Not surprising that I was addicted to books from the time I could walk - as the photo proves. Fortunately I no longer have the pouter-pigeon tummy!


Senin, 03 Agustus 2009

Films and Fiction


Just watched 'I've Loved you so Long' and feel utterly wrung out emotionally. The story is tragic, but it unfolds with such restraint and economy you simply aren't conscious of having your emotions manipulated by the director - which always has me pressing the off switch! I wasn't surprised to learn afterwards that the director -Philippe Claudel - is also a novelist - the film was made by someone who understands narrative and who isn't afraid of silence. The story was simply told without any filmic or narrative tricks and the viewer was invited to be present in every frame, watching and listening and being allowed to write their own story in the spaces they were given. The ending has been slated by some critics, but I found it tremendously powerful - I wept and wept. The final lines of the film are hugely significant, echoing back through the script. In the prison Juliette (Kristin Scott Thomas) had been called 'The Absent One', and outside she remains apart, unable to relate - saying at one point to a man who wants to get close 'Give me time, I'm not there yet.' At the end of the film, he comes into the house and calls up the stairs 'Lea? Juliette? Is anybody there?' and she answers - not 'Oui, je suis ici', but 'Oui, je suis là' - 'Yes, I'm there'. This is a film where the words - not just the images - matter.
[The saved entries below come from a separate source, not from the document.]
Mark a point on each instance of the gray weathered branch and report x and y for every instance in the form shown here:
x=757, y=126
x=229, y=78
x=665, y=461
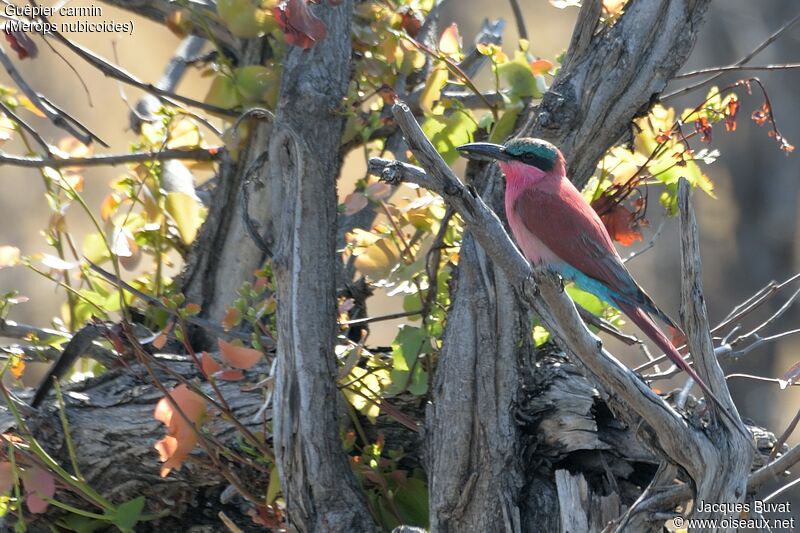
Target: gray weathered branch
x=687, y=446
x=321, y=491
x=610, y=75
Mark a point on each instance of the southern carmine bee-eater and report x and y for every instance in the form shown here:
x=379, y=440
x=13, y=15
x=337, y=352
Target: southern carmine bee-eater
x=556, y=227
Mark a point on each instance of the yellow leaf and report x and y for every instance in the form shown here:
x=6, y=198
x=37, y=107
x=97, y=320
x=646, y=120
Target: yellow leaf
x=9, y=256
x=433, y=88
x=378, y=259
x=187, y=213
x=184, y=133
x=450, y=42
x=25, y=102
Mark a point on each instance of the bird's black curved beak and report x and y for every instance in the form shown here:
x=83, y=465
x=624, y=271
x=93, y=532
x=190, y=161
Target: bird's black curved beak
x=484, y=151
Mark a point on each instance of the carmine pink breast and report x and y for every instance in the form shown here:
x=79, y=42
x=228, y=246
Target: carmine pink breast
x=520, y=177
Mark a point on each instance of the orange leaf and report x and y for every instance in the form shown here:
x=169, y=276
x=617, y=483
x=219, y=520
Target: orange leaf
x=212, y=368
x=541, y=66
x=239, y=356
x=18, y=368
x=354, y=202
x=231, y=318
x=181, y=435
x=6, y=477
x=37, y=483
x=622, y=225
x=299, y=25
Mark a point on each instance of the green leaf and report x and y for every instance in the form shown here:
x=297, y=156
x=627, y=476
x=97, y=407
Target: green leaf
x=540, y=336
x=520, y=78
x=505, y=126
x=129, y=513
x=411, y=501
x=405, y=350
x=81, y=524
x=419, y=381
x=587, y=300
x=447, y=132
x=95, y=249
x=187, y=213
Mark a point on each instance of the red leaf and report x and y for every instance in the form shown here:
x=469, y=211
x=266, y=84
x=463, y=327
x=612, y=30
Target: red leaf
x=22, y=44
x=761, y=115
x=181, y=436
x=730, y=114
x=703, y=126
x=410, y=20
x=6, y=477
x=300, y=26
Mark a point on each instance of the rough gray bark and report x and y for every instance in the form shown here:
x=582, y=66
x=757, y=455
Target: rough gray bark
x=321, y=491
x=113, y=430
x=224, y=256
x=703, y=453
x=475, y=478
x=611, y=75
x=607, y=77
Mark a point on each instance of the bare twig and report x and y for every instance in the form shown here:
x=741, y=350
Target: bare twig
x=783, y=29
x=683, y=444
x=733, y=68
x=15, y=330
x=196, y=154
x=520, y=19
x=785, y=436
x=194, y=320
x=27, y=127
x=72, y=127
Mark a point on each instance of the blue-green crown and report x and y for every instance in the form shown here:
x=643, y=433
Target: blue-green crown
x=535, y=152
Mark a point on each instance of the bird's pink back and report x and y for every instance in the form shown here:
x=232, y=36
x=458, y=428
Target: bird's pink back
x=551, y=220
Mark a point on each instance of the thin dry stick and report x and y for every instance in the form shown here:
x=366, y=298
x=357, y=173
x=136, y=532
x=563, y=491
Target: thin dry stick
x=195, y=154
x=783, y=29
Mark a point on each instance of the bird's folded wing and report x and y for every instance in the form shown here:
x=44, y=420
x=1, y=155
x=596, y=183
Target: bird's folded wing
x=564, y=222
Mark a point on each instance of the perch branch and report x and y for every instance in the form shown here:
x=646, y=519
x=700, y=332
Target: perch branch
x=685, y=445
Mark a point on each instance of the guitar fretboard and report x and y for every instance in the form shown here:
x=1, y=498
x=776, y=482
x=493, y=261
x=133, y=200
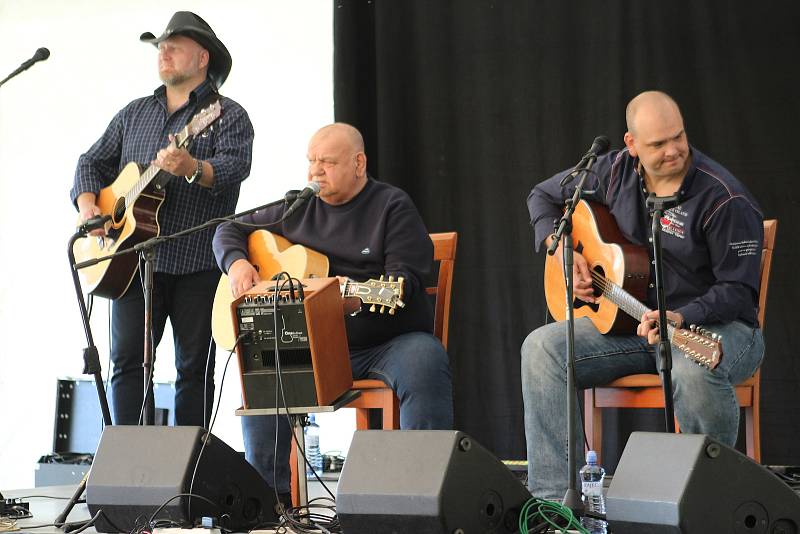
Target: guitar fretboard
x=148, y=175
x=625, y=301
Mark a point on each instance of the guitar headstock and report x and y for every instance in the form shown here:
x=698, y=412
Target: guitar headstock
x=699, y=345
x=386, y=293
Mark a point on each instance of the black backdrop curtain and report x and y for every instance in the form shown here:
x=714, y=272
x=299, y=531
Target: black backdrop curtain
x=468, y=104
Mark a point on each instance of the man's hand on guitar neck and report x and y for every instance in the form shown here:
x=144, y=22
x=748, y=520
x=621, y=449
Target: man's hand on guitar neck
x=648, y=327
x=242, y=277
x=88, y=209
x=581, y=274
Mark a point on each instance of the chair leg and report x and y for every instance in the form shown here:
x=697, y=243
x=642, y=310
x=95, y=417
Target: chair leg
x=752, y=433
x=593, y=424
x=362, y=418
x=391, y=417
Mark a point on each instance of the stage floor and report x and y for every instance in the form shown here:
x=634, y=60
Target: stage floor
x=47, y=502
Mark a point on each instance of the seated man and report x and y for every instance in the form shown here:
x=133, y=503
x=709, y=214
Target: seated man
x=367, y=229
x=712, y=251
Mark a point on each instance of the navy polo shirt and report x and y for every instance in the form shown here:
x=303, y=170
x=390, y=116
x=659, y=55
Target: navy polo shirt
x=712, y=240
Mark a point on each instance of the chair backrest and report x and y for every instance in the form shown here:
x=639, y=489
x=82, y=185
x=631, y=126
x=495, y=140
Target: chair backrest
x=770, y=229
x=444, y=252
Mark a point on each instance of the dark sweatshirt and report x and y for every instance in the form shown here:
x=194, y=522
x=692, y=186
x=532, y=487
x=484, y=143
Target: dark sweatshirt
x=378, y=232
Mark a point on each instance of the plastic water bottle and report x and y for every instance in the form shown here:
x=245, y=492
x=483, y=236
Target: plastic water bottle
x=592, y=476
x=312, y=448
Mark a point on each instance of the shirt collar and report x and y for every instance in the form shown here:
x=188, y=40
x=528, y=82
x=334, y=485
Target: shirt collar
x=688, y=180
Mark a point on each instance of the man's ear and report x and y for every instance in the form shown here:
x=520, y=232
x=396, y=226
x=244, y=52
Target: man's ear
x=361, y=164
x=205, y=58
x=628, y=138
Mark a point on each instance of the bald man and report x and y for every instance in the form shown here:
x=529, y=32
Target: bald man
x=712, y=253
x=366, y=228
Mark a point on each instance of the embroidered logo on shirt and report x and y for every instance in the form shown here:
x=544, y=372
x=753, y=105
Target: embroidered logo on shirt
x=746, y=248
x=673, y=222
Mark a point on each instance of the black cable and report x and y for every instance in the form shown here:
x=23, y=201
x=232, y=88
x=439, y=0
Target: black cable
x=207, y=435
x=43, y=497
x=178, y=496
x=318, y=523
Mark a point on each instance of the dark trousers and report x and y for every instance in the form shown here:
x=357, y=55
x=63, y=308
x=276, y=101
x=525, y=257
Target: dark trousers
x=187, y=301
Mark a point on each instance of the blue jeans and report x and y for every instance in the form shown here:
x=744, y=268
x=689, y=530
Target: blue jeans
x=705, y=400
x=187, y=301
x=414, y=365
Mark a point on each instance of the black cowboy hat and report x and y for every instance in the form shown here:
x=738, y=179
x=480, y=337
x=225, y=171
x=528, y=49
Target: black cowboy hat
x=192, y=26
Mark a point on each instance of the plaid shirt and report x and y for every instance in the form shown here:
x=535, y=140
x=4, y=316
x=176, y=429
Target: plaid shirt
x=138, y=132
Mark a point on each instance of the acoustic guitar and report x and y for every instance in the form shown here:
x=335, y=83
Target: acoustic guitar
x=271, y=254
x=132, y=201
x=620, y=273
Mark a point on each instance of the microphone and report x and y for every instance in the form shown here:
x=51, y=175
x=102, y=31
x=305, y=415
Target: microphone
x=309, y=191
x=40, y=55
x=98, y=221
x=600, y=145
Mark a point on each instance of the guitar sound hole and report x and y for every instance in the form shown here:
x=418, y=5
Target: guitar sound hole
x=597, y=283
x=119, y=210
x=598, y=291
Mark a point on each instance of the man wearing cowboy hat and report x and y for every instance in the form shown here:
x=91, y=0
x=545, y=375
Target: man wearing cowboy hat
x=203, y=183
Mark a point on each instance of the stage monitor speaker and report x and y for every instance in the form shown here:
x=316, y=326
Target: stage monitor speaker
x=690, y=483
x=426, y=482
x=138, y=468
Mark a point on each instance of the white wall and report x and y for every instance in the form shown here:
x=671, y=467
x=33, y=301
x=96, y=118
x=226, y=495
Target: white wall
x=282, y=74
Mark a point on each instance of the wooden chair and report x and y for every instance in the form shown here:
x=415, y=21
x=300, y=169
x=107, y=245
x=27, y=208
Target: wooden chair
x=645, y=391
x=374, y=393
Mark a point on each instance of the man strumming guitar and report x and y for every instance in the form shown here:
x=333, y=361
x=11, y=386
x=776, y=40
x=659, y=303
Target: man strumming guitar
x=203, y=184
x=712, y=242
x=366, y=228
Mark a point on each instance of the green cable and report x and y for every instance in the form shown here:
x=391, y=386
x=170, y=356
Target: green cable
x=546, y=512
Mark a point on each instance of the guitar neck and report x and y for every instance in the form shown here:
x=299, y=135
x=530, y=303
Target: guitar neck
x=627, y=303
x=181, y=139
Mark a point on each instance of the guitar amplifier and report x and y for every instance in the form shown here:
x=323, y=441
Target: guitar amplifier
x=313, y=356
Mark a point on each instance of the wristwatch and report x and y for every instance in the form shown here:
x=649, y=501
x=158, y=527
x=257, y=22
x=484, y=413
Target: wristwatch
x=198, y=172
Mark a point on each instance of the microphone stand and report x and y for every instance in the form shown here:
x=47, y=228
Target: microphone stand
x=657, y=206
x=147, y=251
x=91, y=365
x=563, y=232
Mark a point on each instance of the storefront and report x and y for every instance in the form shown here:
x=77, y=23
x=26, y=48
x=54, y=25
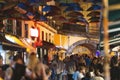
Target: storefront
x=43, y=50
x=20, y=41
x=8, y=48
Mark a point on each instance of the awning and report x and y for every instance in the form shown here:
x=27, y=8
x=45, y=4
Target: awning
x=16, y=40
x=7, y=45
x=22, y=42
x=30, y=48
x=47, y=45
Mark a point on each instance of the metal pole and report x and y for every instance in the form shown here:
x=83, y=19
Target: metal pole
x=106, y=39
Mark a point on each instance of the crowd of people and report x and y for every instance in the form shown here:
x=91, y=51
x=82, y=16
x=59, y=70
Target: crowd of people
x=74, y=67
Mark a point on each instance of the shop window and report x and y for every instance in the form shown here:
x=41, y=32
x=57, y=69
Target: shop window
x=42, y=35
x=26, y=30
x=9, y=26
x=19, y=28
x=46, y=36
x=49, y=37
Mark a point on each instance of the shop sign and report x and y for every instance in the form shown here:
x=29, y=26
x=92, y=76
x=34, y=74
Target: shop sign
x=33, y=32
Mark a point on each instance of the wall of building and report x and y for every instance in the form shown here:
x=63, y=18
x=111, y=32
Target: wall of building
x=43, y=27
x=66, y=41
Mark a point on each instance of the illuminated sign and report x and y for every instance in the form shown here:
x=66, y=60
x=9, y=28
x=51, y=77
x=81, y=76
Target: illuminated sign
x=33, y=32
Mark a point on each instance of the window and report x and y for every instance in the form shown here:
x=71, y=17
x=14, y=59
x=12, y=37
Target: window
x=46, y=36
x=19, y=28
x=26, y=30
x=42, y=35
x=49, y=37
x=9, y=26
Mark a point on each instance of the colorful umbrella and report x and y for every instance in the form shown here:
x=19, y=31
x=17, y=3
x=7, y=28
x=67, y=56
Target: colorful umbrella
x=74, y=14
x=94, y=7
x=51, y=8
x=94, y=13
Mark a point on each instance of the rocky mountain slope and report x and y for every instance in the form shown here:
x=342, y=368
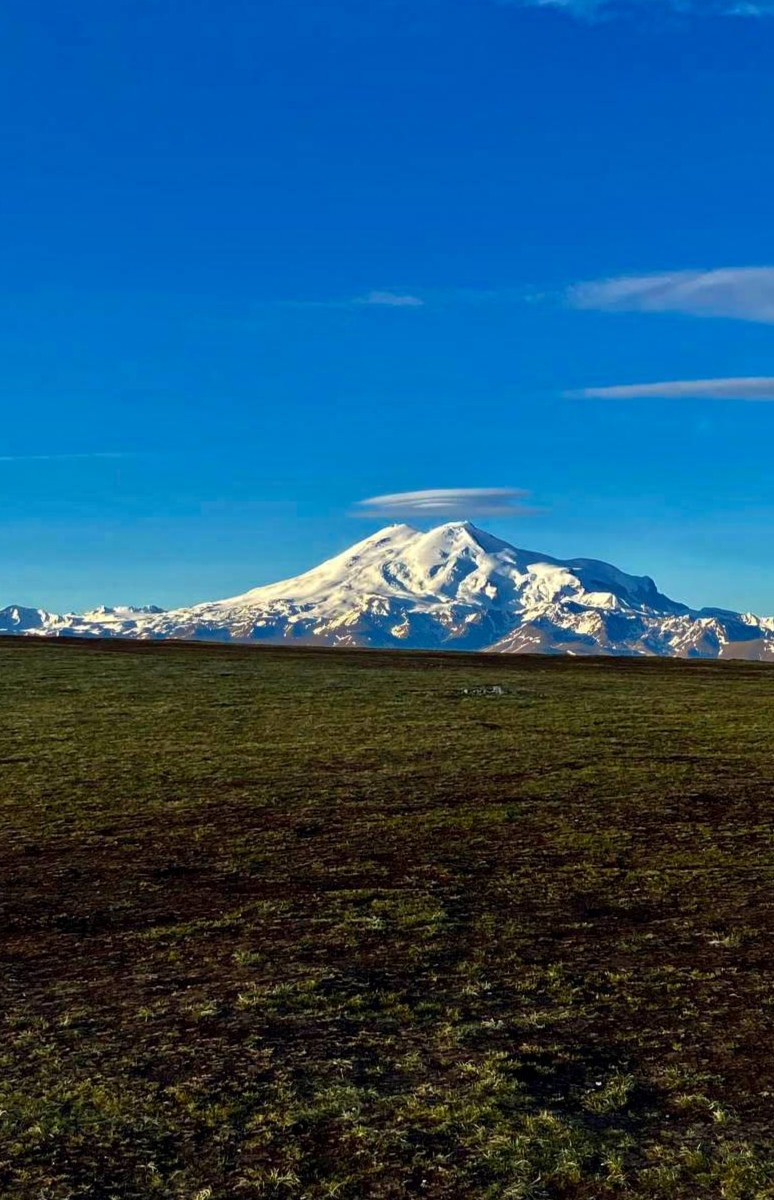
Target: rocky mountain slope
x=455, y=587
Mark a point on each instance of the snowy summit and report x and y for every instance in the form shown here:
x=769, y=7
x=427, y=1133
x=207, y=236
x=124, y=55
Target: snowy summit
x=454, y=587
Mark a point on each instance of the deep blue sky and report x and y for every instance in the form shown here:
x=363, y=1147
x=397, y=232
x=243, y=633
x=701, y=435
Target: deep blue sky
x=192, y=197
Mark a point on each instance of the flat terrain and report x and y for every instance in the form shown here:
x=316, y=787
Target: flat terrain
x=306, y=924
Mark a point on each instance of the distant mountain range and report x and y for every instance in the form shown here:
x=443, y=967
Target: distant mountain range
x=455, y=587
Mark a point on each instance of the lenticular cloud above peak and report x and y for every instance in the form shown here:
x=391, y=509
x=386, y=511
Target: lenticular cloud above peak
x=598, y=10
x=451, y=502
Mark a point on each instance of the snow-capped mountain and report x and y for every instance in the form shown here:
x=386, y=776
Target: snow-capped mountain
x=455, y=587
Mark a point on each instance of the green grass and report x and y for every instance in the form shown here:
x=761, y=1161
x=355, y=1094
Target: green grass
x=307, y=924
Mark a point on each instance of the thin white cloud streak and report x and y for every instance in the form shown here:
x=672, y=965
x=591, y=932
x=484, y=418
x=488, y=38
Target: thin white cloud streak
x=741, y=293
x=377, y=299
x=389, y=300
x=447, y=502
x=599, y=10
x=59, y=457
x=435, y=298
x=757, y=388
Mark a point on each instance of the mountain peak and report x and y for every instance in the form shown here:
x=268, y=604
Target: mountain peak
x=455, y=587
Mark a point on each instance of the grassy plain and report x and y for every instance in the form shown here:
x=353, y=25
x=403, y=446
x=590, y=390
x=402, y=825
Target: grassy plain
x=307, y=924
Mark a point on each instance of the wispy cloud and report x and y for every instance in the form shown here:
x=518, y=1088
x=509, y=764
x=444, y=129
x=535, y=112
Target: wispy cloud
x=599, y=10
x=744, y=293
x=389, y=300
x=60, y=457
x=377, y=299
x=756, y=388
x=447, y=502
x=430, y=298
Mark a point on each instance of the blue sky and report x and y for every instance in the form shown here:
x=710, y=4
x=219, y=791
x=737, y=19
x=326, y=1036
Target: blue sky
x=265, y=261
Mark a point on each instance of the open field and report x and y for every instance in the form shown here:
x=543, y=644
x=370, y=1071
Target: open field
x=306, y=924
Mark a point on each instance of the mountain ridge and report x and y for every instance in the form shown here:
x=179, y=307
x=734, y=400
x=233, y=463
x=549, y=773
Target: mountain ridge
x=451, y=587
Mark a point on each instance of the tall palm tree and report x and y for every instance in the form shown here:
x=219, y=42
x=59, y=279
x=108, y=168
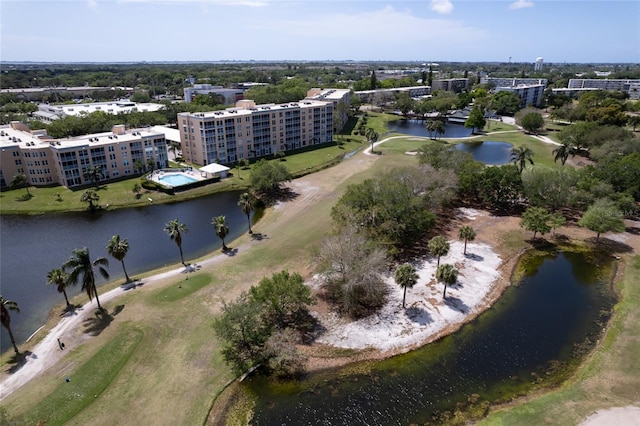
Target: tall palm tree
x=562, y=153
x=5, y=318
x=59, y=278
x=90, y=196
x=448, y=274
x=439, y=246
x=466, y=233
x=520, y=156
x=175, y=230
x=80, y=265
x=20, y=180
x=372, y=136
x=222, y=229
x=118, y=249
x=406, y=276
x=247, y=207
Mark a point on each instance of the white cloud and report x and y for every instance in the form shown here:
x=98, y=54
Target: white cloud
x=443, y=7
x=520, y=4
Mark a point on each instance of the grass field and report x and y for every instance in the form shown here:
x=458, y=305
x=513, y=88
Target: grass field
x=159, y=361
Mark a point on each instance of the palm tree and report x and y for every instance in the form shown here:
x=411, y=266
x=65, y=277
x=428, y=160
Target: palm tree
x=245, y=204
x=5, y=318
x=520, y=156
x=466, y=233
x=448, y=274
x=118, y=249
x=94, y=174
x=20, y=180
x=90, y=196
x=562, y=153
x=406, y=276
x=372, y=136
x=59, y=278
x=439, y=246
x=175, y=230
x=222, y=229
x=80, y=264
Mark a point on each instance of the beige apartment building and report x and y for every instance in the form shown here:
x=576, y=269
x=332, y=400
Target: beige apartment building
x=47, y=161
x=252, y=131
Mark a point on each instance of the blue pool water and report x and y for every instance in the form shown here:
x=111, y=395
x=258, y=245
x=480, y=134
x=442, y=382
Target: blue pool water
x=177, y=179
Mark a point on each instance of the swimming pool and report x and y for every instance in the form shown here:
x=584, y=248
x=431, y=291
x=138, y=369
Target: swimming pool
x=176, y=179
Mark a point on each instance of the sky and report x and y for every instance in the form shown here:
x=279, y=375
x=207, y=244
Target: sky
x=573, y=31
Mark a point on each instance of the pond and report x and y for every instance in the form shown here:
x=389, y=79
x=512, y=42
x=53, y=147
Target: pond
x=418, y=128
x=487, y=152
x=33, y=245
x=537, y=331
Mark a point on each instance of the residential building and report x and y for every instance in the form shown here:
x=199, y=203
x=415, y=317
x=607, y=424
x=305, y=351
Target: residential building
x=335, y=96
x=368, y=96
x=511, y=81
x=48, y=161
x=530, y=94
x=456, y=85
x=49, y=113
x=251, y=131
x=621, y=85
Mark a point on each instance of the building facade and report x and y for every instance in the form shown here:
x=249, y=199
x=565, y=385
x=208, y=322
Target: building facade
x=251, y=131
x=457, y=85
x=47, y=161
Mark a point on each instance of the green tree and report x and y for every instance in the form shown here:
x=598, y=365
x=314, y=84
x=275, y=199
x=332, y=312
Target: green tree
x=532, y=122
x=175, y=229
x=5, y=318
x=94, y=174
x=406, y=277
x=439, y=246
x=81, y=267
x=476, y=119
x=448, y=274
x=520, y=156
x=20, y=180
x=90, y=196
x=372, y=137
x=284, y=299
x=222, y=229
x=118, y=249
x=466, y=233
x=267, y=176
x=60, y=279
x=603, y=216
x=536, y=219
x=246, y=206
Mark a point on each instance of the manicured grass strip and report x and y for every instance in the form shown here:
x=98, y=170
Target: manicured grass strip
x=86, y=383
x=183, y=288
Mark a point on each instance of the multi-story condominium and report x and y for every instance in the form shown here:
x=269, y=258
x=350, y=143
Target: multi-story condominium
x=413, y=91
x=606, y=84
x=530, y=94
x=456, y=85
x=50, y=113
x=251, y=131
x=47, y=161
x=511, y=81
x=335, y=96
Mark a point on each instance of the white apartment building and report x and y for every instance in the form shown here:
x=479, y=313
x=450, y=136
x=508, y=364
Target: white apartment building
x=47, y=161
x=606, y=84
x=251, y=131
x=49, y=113
x=530, y=94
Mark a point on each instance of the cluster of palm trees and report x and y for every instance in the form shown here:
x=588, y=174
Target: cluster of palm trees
x=406, y=275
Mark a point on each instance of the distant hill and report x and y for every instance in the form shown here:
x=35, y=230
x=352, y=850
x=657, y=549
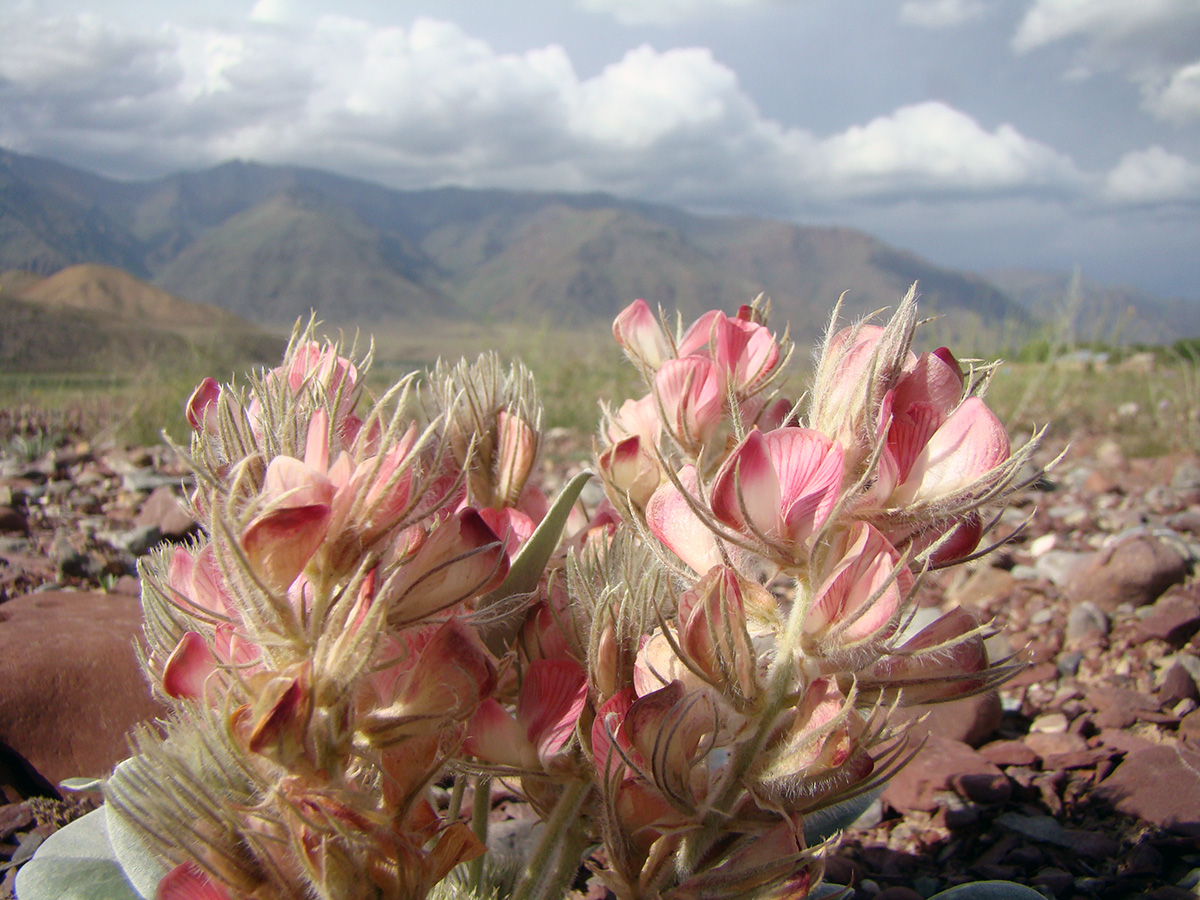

Tried reading Two Caravans, because I'd enjoyed the Ukrainian Tractors book so much, but began skimming and eventually gave up in disappointment. It's well written, but somehow lifeless. That set me thinking about the second novel and the Two Book Deal. How young writers have been ruined by the insistence of publishers on a quick 'next book' to cash in on the success of the first. Then, when they have disappointing sales, they get dropped. And the only reason there are disappointing sales, very often, is that the second book is not the one the writer would have chosen to write if they'd been given time. When is the book trade going to get back to its roots? Surely it's all about books and readers? You have to value good writing (and know what it is), and give the readers what they enjoy reading. You also have to stretch them a little - surprise them. You also have to invest in nurturing writers without expecting them to be instant best-sellers. Catherine Cookson (one of the best selling authors of all time) didn't publish at all until she was nearly 50 and it took her ten years before she got into paper-back and into the best seller lists. Her books were passed from hand to hand and recommended by one reader to another and gradually her popularity increased. Her publishers must have sleepless nights thinking 'what if?' What if they had cut her off after the second book? Or even the fifth? At her peak Cookson's books and films were bringing in millions a week - as much revenue as a middle eastern oil sheikh!